The work is a recollection of Rizzo's first encounter as a teenager of the music and dance of the late 1970s - the turning point between disco and New Wave. It places the heady world of nightclub dancing on stage, decontextualising it to reveal the body's intrinsic capacity for movement.
Like the night sky, the stage is lit by stars. The opening scene sees the dancers huddled in a mass, swaying as they sink into a collective state of pleasure. They are clothed in white and navy, thereby rendering uniformity across the ensemble.
Mingling as they form duets and trios, they evoke a beautifully exclusive intimacy with their melding bodies.
As easily as they come together, they disconnect and remove themselves from an embrace.
Jarringly, a cool indifference permeates the dance floor while a dark, grizzly creature lingers in a corner.

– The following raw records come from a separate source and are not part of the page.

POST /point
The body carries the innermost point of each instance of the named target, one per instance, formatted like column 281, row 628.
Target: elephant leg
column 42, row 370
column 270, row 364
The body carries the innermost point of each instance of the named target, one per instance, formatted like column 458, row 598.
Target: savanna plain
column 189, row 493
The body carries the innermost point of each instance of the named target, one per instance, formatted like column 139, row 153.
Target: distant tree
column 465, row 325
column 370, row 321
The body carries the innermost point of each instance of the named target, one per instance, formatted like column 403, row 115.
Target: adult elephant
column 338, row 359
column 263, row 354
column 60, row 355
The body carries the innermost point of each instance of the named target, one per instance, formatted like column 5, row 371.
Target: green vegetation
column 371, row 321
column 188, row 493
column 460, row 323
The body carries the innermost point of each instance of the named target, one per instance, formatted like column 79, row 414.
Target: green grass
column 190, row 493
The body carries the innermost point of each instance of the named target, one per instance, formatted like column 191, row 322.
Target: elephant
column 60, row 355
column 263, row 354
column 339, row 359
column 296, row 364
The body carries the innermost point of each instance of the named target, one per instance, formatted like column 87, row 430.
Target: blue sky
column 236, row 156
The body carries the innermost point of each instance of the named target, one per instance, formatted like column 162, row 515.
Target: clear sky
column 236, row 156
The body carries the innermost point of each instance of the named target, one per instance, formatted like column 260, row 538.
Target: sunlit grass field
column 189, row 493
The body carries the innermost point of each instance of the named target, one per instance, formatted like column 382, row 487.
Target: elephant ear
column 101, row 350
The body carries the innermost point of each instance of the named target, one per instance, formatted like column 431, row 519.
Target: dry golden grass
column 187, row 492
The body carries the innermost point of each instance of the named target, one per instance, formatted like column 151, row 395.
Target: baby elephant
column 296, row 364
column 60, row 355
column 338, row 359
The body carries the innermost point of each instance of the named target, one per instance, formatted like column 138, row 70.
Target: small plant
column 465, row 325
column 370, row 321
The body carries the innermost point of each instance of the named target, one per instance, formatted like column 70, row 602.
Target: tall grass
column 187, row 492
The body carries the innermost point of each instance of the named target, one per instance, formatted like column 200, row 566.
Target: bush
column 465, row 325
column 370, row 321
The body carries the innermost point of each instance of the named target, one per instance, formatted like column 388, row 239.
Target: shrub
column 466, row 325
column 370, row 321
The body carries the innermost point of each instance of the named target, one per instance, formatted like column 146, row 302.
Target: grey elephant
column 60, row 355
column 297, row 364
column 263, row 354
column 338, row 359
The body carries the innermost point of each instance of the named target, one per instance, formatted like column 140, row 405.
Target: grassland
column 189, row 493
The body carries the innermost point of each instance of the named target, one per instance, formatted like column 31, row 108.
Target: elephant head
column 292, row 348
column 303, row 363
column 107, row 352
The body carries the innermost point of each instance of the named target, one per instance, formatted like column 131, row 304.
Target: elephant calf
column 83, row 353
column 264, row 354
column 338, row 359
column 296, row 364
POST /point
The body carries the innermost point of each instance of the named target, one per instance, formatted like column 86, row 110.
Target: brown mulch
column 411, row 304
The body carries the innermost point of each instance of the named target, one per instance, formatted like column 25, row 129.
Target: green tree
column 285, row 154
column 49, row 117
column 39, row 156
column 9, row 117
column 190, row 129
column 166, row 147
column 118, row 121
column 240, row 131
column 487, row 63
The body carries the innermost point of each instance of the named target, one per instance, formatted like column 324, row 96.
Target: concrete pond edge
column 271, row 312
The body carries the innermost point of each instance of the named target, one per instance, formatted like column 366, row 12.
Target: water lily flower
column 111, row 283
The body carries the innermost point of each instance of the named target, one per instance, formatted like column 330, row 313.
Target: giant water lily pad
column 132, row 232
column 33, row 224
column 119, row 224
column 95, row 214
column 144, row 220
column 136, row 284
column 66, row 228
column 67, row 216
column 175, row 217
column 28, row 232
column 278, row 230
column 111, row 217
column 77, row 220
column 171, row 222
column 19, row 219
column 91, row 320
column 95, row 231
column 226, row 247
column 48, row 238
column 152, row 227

Rizzo juxtaposes the rapture of disco with the brooding melodies of the New Wave through the dancing body. The dancers break into the familiarity of the step-touch, their heads bob and their spines trace out a ripple as they indulge in the groove.
He presents a body that is relaxed, natural - one which is driven by what it hears.
The overt showmanship of the disco era is replaced by a subtle melancholy as bodies turn their focus inwards. The dancers dance in unison, but they might not dance together.
This gives way to a sense of ritual as the thumping beats build, the tiny flickering lights from before burst into fluorescent suns and smoke periodically dances through the air.
The basic step-touch is but an enabler as the dancers begin to spin, jump and kick with greater verve.
Little flourishes of the arms, flicks of the head and hints of a smile emerge as the ensemble weaves through increasingly complex patterns.
Amid snaking hips and tapping heels, the grizzly creature re-emerges.
After a while, there are seven of them and they seemingly threaten to consume the dance floor and all the dance it has weathered.
This is perhaps the physical representation of the title - the syndrome which plagued Ian Curtis, the late lead singer of the post- punk band Joy Division, who committed suicide after suffering from epilepsy and depression. His lyrics were tellingly bleak, his dancing, though jerky, had a peculiar magnetism.
Then, one dancer positions herself in front of one of the fluorescent starbursts and dances frenetically, as if she is offering herself to it.
Hers is a body hardened by harsher beats and darker melodies. She dances under a night sky that has gone dark. But she keeps dancing, nonetheless.